Does any of this help?

gabrieljoelc commented 1 year ago

Early on, I could tell that Copilot worked better when creating a Worker Service per subscriber rather than for monolithic subscribers. This leaning is fine in full microservice design. However, for early stage startups with small teams, applications often start as monolithic (and then are decomposed later as load characteristics and features cause the design to emerge and be refactored). Being able to build a monolithic "subscriber" service with atomic "handlers" per topic would be very helpful in this case.

Alternate solution 1 - handler per queue

This is the best workaround so I would infer the topic from the COPILOT_TOPIC_QUEUE_URIS? Consider this application code:

// in web / Load Balanced Web Service handling an http POST
async function handlerHttp(body) {
  const { id } = body;

  // NOTE: application bootstrap code builds up `container.publishers` object from `COPILOT_SNS_TOPIC_ARNS`
  await container.publishers['my-topic'].publish({ id });
}
// in subs / Worker Service
async function sqsMiddleware(messages) {
  for (const message of messages) {
    const { Body, TopicArn } = message;

    // NOTE: application bootstrap code builds up `container.handlers` from `COPILOT_TOPIC_QUEUE_URIS`?
    await container.handlers[TopicArn];
  }
}

One question: why are the property keys in COPILOT_TOPIC_QUEUE_URIS camelcase but the ones in COPILOT_SNS_TOPIC_ARNS are dash-cased? This will make inference more difficult.

To be fair, I haven't configured a per-topic queue yet, and the documentation for COPILOT_SNS_TOPIC_ARNS doesn't show the arn naming correctly. Maybe IRL, the casing is dashes and the documentation is wrong here?

Alternate solution 2 - hardcode topics in custom environment variable

Yes, I considered this and decided against for the same reason you gave: it's fragile.

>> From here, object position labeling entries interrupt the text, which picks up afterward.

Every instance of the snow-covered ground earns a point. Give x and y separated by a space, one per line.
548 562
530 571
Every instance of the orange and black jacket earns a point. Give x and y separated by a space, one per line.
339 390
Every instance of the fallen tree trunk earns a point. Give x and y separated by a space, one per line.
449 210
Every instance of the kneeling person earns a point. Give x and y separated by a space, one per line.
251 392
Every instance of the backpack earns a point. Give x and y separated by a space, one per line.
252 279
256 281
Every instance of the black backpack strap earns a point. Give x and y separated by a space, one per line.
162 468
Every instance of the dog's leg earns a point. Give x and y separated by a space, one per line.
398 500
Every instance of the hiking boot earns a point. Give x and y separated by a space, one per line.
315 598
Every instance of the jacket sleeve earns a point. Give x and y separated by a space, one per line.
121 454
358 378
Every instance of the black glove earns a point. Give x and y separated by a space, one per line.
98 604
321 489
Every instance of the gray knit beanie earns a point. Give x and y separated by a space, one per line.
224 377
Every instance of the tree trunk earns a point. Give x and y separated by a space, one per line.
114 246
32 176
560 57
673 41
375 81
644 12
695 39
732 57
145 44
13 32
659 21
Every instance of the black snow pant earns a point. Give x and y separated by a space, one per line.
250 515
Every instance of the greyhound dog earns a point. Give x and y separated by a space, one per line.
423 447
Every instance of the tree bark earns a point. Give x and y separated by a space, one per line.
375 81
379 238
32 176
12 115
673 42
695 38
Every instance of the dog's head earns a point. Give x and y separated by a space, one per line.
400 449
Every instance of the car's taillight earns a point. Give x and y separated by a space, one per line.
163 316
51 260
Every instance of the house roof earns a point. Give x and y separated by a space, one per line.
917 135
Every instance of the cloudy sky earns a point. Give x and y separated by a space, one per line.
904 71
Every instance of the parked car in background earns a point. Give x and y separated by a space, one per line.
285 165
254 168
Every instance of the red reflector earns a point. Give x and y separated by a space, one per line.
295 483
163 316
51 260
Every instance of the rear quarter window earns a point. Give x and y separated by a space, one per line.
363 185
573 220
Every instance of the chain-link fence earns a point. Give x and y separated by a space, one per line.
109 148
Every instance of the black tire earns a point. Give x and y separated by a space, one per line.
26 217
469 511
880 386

Alternate solution 3 - API Gateway

I realize an API Gateway would help here, but that's not easily attainable if you're a small team is trying to do all DevOps via Copliot).

bvtujo commented 1 year ago

Yes, copilot always uses the app-env-svc-topic naming convention for resources when possible to avoid collisions between services, so you can have different services each exposing an SNS topic with the same name. We don't view them as resources that should necesssarily be shared, just as means to an end for getting messages into the destination queue.

The reason for the differing JSON keys is that unfortunately Topics have a TopicName field which can contain hyphens, but Queues are identified in part by their CFN logical ID, which can't contain hyphens. It was a design decision we took which resulted in us using similar names for the Queue keys as their logical IDs, when it would have perhaps been better to name them things like my-service-topic-name-queue for parity with publish.

bvtujo commented 1 year ago

You can always look at what actual variables are exposed to a given deployed service via copilot svc show.